Bartlett's Rocky Rookie Run

June 29, 1993

During his first six months in office, freshman Republican Rep. Roscoe G. Bartlett has received a great deal of unwelcome publicity for a raft of verbal blunders and his outspoken conservative zealotry. Such notoriety has given him a higher profile than most freshmen, but it also may be the undoing of his political career.

Democrats have taken delight in criticizing the Sixth District representative, who represents western Howard County, Carroll County and Western Maryland, for his remark that the preponderence of state scholarship winners -- many of them Asian-Americans -- didn't have "normal" names. He also has taken flak for refusing to sign a letter from the Maryland delegation requesting federal funds to help pay the costs of clean-up from the Blizzard of '93.

Most interesting, though is that the sniping is now coming from an unexpected quarter -- members of his own party, including his former campaign chairman, Larry J. Hogan Sr. Republicans regulars are deserting him in droves. Several are exploring the possibility of challenging him in next year's primary. Party members fear that they may lose the seat back to the Democrats, who held it for decades.

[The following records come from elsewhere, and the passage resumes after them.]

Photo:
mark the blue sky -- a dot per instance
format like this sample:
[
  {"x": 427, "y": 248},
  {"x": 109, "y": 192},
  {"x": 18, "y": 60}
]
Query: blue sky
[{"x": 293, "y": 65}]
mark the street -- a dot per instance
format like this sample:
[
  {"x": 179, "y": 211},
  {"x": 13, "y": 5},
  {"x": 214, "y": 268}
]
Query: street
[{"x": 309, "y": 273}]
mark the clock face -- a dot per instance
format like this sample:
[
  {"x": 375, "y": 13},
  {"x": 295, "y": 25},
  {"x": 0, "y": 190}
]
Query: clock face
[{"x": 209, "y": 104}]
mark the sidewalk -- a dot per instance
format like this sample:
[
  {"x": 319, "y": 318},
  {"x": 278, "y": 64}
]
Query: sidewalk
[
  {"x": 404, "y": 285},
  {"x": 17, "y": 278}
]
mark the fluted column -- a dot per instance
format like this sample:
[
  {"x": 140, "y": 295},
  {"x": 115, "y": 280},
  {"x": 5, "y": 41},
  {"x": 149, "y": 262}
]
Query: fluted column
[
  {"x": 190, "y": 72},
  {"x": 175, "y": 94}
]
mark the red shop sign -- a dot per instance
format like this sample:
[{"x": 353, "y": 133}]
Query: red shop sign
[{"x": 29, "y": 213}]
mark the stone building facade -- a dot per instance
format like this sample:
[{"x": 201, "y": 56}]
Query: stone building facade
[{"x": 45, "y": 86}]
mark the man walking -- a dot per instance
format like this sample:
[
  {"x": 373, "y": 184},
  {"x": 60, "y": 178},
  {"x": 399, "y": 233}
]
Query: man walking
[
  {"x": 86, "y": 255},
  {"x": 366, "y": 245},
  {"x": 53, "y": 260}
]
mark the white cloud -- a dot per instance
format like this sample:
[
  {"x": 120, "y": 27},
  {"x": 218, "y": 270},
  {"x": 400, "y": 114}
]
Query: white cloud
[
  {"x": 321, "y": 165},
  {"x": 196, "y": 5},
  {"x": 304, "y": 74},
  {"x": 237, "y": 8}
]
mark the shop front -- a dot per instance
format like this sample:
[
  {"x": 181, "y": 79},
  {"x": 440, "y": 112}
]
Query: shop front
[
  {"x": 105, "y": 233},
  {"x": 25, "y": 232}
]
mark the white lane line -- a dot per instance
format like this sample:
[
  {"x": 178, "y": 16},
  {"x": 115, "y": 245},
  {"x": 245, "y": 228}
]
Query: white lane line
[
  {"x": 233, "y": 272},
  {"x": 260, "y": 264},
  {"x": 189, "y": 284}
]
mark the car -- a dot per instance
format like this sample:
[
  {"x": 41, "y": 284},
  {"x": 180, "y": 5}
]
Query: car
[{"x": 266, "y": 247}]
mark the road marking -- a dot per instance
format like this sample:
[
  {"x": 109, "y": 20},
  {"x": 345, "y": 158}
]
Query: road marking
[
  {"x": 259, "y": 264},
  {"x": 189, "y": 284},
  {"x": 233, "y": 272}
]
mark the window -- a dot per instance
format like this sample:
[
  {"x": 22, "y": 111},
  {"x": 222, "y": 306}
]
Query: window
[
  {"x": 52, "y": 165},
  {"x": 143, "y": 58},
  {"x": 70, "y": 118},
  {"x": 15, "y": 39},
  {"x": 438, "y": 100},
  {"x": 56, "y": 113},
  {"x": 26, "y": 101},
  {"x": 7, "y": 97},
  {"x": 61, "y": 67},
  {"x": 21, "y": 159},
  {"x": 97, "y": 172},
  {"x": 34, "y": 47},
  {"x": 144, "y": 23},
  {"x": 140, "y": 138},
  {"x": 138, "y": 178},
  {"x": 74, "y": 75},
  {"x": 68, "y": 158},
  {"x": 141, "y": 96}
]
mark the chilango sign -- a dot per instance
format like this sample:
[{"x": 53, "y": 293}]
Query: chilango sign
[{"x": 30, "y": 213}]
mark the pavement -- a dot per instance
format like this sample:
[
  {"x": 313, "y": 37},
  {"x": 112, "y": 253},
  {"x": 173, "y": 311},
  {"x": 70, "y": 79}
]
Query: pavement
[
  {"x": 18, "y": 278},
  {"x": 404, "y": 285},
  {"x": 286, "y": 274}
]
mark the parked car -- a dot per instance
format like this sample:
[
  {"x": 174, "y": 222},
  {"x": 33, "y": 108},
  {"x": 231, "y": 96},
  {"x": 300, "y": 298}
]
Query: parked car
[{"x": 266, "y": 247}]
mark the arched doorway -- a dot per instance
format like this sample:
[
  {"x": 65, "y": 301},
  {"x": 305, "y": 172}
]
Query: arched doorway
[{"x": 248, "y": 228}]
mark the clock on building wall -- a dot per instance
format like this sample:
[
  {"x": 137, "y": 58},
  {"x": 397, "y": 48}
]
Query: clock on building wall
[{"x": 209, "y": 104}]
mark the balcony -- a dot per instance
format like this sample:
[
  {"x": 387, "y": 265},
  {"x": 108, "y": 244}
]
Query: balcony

While Mr. Bartlett's congressional votes are in keeping with the conservative political sentiments of much of his district, he has committed a politician's cardinal sin: He has embarrassed the people who voted him into office. His buffoonery makes his constituents look bad by association. They want to be proud of the person they have elected to Congress, and right now they are ashamed.

One can admire the fact that Mr. Bartlett holds fast to his views (even if we disagree with many of them), with apparent little regard to solidifying his tenure in Congress. Such sentiment in that institution is rare. Nevertheless, the trick is to make one's politics the issue, not one's competence. Mr. Bartlett's inexperienced staff continues to lurch from crisis to crisis. Constituent mail goes unanswered. Phone calls aren't returned in a timely fashion. Mr. Bartlett has replaced Timothy Woodford as his top aide after several displays of inappropriate behavior and no apparent managerial skills.

Mr. Bartlett has dug himself into this political hole and he seems determined to reject the counsel of his Republican supporters. If he wants more than the proverbial "15 minutes of fame," he will have to find a way to make peace with his former supporters.